Covert HTML with PhpWord: error - DOMDocument::loadXML(): Namespace prefix o on p is not defined in Entity
Asked Answered
B

1

9

I am trying to covert HTML formatted with Php word.

I created an html form with summernote. Summernote allows the user to format text. This text is saved to the database with html tags.

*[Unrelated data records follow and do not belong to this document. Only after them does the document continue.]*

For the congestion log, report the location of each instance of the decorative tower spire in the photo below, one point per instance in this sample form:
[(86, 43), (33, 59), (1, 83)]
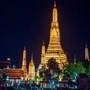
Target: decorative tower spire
[(86, 53), (31, 69), (24, 65), (55, 15), (74, 59), (54, 48), (43, 54)]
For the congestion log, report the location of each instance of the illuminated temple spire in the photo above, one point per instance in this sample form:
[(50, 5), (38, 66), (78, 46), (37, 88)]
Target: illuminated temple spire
[(43, 54), (54, 48), (86, 53), (31, 69), (24, 65)]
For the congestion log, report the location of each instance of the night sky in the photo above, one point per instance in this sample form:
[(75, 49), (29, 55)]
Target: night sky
[(27, 23)]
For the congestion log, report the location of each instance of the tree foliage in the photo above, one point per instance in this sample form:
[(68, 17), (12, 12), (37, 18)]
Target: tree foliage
[(50, 69), (72, 69)]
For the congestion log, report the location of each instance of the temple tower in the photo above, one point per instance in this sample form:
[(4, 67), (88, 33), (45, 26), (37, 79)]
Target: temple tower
[(86, 53), (24, 65), (54, 48), (43, 54), (31, 69)]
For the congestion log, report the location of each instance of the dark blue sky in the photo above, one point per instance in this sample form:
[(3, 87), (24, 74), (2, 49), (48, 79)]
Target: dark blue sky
[(27, 23)]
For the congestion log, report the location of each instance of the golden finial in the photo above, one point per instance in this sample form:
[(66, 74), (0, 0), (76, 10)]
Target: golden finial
[(54, 4), (24, 48), (43, 42)]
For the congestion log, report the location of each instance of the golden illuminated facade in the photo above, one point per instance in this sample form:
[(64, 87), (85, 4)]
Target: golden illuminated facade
[(86, 53), (54, 48), (31, 73), (24, 65)]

Next using phpWord, I would like to output the captured information into a word document. Please see the code below:

$rational = DB::table('rationals')->where('qualificationheader_id',$qualId)->value('rational');

 $wordTest = new \PhpOffice\PhpWord\PhpWord();
        $newSection = $wordTest->addSection();
        $newSection->getStyle()->setPageNumberingStart(1);


    \PhpOffice\PhpWord\Shared\Html::addHtml($newSection,$rational);
    $footer = $newSection->addFooter();
    $footer->addText($curriculum->curriculum_code.'-'.$curriculum->curriculum_title);



    $objectWriter = \PhpOffice\PhpWord\IOFactory::createWriter($wordTest,'Word2007');
    try {
        $objectWriter->save(storage_path($curriculum->curriculum_code.'-'.$curriculum->curriculum_title.'.docx'));
    } catch (Exception $e) {
    }

    return response()->download(storage_path($curriculum->curriculum_code.'-'.$curriculum->curriculum_title.'.docx'));

Text saved in the database looks like this:

<p class="MsoNormal"><span lang="EN-GB" style="background-image: initial; background-position: initial; background-size: initial; background-repeat: initial; background-attachment: initial; background-origin: initial; background-clip: initial;"><span style="font-family: Arial;">The want for this qualification originated from the energy crisis in
South Africa in 2008 together with the fact that no existing qualifications
currently focuses on energy efficiency as one of the primary solutions.  </span><span style="font-family: Arial;">The fact that energy supply remains under
severe pressure demands the development of skills sets that can deliver the
necessary solutions.</span><span style="font-family: Arial;">  </span><o:p></o:p></span></p><p class="MsoNormal"><span lang="EN-GB" style="background-image: initial; background-position: initial; background-size: initial; background-repeat: initial; background-attachment: initial; background-origin: initial; background-clip: initial; font-family: Arial;">This qualification addresses the need from Industry to acquire credible
and certified professionals with specialised skill sets in the energy
efficiency field. The need for this skill set has been confirmed as a global
requirement in few of the International commitment to the reduction of carbon

I get the error below:

ErrorException (E_WARNING) DOMDocument::loadXML(): Namespace prefix o on p is not defined in Entity, line: 1

Bunnie answered 24/9, 2018 at 16:6 Comment(0)
E
24

Problem

The parser is complaining that your text contains namespaces in the element tags, more specifically the prefix on the tag <o:p> (where o: is the prefix). It seems to be some kind of formatting for Word.

Reproducing the problem

To reproduce this problem I had to dig a bit because it wasn't PHPWord that was throwing the exception, but DOMDocument that PHPWord is using. The code below is using the same parsing method that PHPWord is using and should output all warnings and notices about the code.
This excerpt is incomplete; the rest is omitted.